Diesen Mitgliedern stehen nicht nur 1,4 Millionen Mitglieder der NSDAP und ca. 430.000 SA-Männer gegenüber. Man musste auch davon, dass Polizei und Reichswehr eingreifen, sollte es wirklich zu einem Generalstreik und in seinem Gefolge zu bewaffneten Auseinandersetzungen kommen.

Dennoch werden in der KPD im Februar 1933 immer wieder Stimmen laut, die zu gewaltsamen Unruhen und dem Sturz der Regierung aufrufen – z.B. in Resolutionen des Roten Frontkämpferbundes (RFB). Außerdem beschließt das Politbüro der KPD in seiner Sitzung vom 15. Februar 1933, die kommunistischen Zellen sollen sich auf Massenaktionen vorbereiten, um die SA aus den Arbeitervierteln zu vertreiben.
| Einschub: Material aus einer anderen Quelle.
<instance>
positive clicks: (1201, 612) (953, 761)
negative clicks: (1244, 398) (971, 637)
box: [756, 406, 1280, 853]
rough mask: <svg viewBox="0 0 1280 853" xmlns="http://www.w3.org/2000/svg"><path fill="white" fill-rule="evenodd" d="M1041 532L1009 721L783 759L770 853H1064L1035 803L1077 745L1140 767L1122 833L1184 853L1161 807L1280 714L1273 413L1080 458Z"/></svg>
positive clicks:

Für die Sozialdemokratie steht jedoch fest, dass man es angesichts dieser Kräfteverhältnisse nicht auf eine bewaffnete Machtprobe ankommen lassen darf. Geradezu prophetisch muten die Worte des Reichsbanner-Führers Karl Höltermann auf der letzten Bundesgeneralversammlung des Reichsbanners vom 17./18. Februar 1933 an, die mit einem Massenaufmarsch im Berliner Lustgarten endet: „Regierungen kommen und gehen. [...] Nach Hitler kommen wir! Es werden wieder die deutschen Republikaner sein, die einen Scherbenhaufen aufräumen müssen. Auf diesen Tag richten wir uns ein!“ Für Höltermann ist der Kampf schon zu diesem Zeitpunkt verloren.

Fazit: Unter Berücksichtigung der realen Kräfteverhältnisse bleibt wohl kaum eine verantwortbare Alternative zur damaligen Politik: Demonstration der Gegnerschaft, aber keine konkrete Massenaktion. Dieser Devise folgten schließlich alle Organisationen der Arbeiterbewegung, die angesichts der raschen Etablierung der nationalsozialistischen Diktatur resignative Grundtöne zeigt. Diese Anpassungsbereitschaft geht soweit, dass sie schließlich zum politischem Selbstmord führte.